Uncertainty, BDT depreciation fuel faster capital outflow

Foreign portfolio investment squeeze adds to bourse volatility

JASIM UDDIN HAROON | Published: August 06, 2022 08:26:00 | Updated: August 08, 2022 18:50:15

— Reuters file photo

Bangladesh's capital market experiences tantrums amid unprecedented capital outflows since April, which many describe as a result of recurrent depreciation of the local currency against the dollar.

Bangladesh equity fund withdrawals in June were worth US$ 24.69 million, $10.34 million in May, and $0.99 million in April last, according to data prepared by EPFR, a US-based global fund tracker, for the Financial Express (FE).

In contrast, the fund inflow was positive at US$2.85 million in June of 2021, $30.26 million in May, and $20.4 million in April, the data show.

Foreign portfolio investment in Bangladesh had been stable since October 2020 as overseas investors gained exposure to the country's cheaper stocks.

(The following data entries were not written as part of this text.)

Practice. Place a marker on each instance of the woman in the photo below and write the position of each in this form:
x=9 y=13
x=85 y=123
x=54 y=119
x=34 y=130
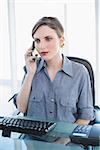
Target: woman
x=54 y=87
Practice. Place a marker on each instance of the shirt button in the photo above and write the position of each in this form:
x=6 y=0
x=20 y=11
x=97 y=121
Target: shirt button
x=52 y=100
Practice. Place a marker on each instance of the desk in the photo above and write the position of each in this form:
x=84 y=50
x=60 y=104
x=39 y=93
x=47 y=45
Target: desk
x=15 y=144
x=62 y=129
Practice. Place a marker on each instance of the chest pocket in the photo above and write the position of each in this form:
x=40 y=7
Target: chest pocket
x=36 y=105
x=68 y=103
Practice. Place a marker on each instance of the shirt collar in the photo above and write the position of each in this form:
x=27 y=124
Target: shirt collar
x=41 y=64
x=66 y=67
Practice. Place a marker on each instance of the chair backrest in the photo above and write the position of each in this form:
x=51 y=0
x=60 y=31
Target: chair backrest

However, from a macroeconomic perspective, foreign investors still have low exposure to the country's financial market relative to other frontier and emerging markets as the markets are much more efficient than Bangladesh's.

The drop in foreign portfolio investment adds a new challenge to the already-volatile capital market which is now forced to introduce "floor prices" to stem an unprecedented fall of stocks on the market recently.

Local economists familiar with the capital market say the deprecation of local currency, power crisis, and fast-depleting foreign-exchange reserves may be the main triggers behind the withdrawals of the foreign funds from the market.

They think if the government reaches successful negotiations with the global lenders, the situation may be reversed or positive in the months ahead.

Dr M Masrur Reaz, chairman at the Policy Exchange of Bangladesh, a private think-tank, told the FE that the international investors repatriate their profits through dollar and when the dollar becomes strong due to the weakening of local currency, they withdraw their funds.

"The investors are much smarter and they prefer to minimize the losses," Dr Masrur notes.

He says until the local currency becomes stable, the investment scenario will not improve.

Dr Masrur, who had worked at the IFC or International Finance Corporation, says local investors also have a lot to lose as withdrawal of or sale by foreign institutional investors often pulls the price down, making strong-fundamental companies under-priced on the market

Dr Khondaker Golam Moazzem, director (research) at the country's oldest think-tank, the Centre for Policy Dialogue (CPD), says: "To my mind, this is due to the instability on the country's foreign-exchange market since the beginning of the current calendar year."

When the local currency weakens, the international investors withdraw their funds.

Dr Moazzem, who is an industrial economist and interested in private investment, including FDI, feels that the fund flows may turn positive when the government will reach agreements with international lending organizations, including the IMF (International Monetary Fund).

The foreign investors may think that there may be a restriction on the dollar repatriation if the reserves situation dips further.

However, the CPD economist says the same situation also occurred during the Covid-19 pandemic.

Data also show that the Bangladesh market had eight straight months of portfolio cross-border outflows in 2020 by international investors at a time when many capital markets were shut.

In the meantime, the market capitalization in June last fell to US$55 billion (exchange rate Tk 94), in March $57, and in January $59 billion.

Consequently, the index also fell to 6,376 at the end of June in a slide. At the end of March, it stood at 6,757 and in January at 6,926.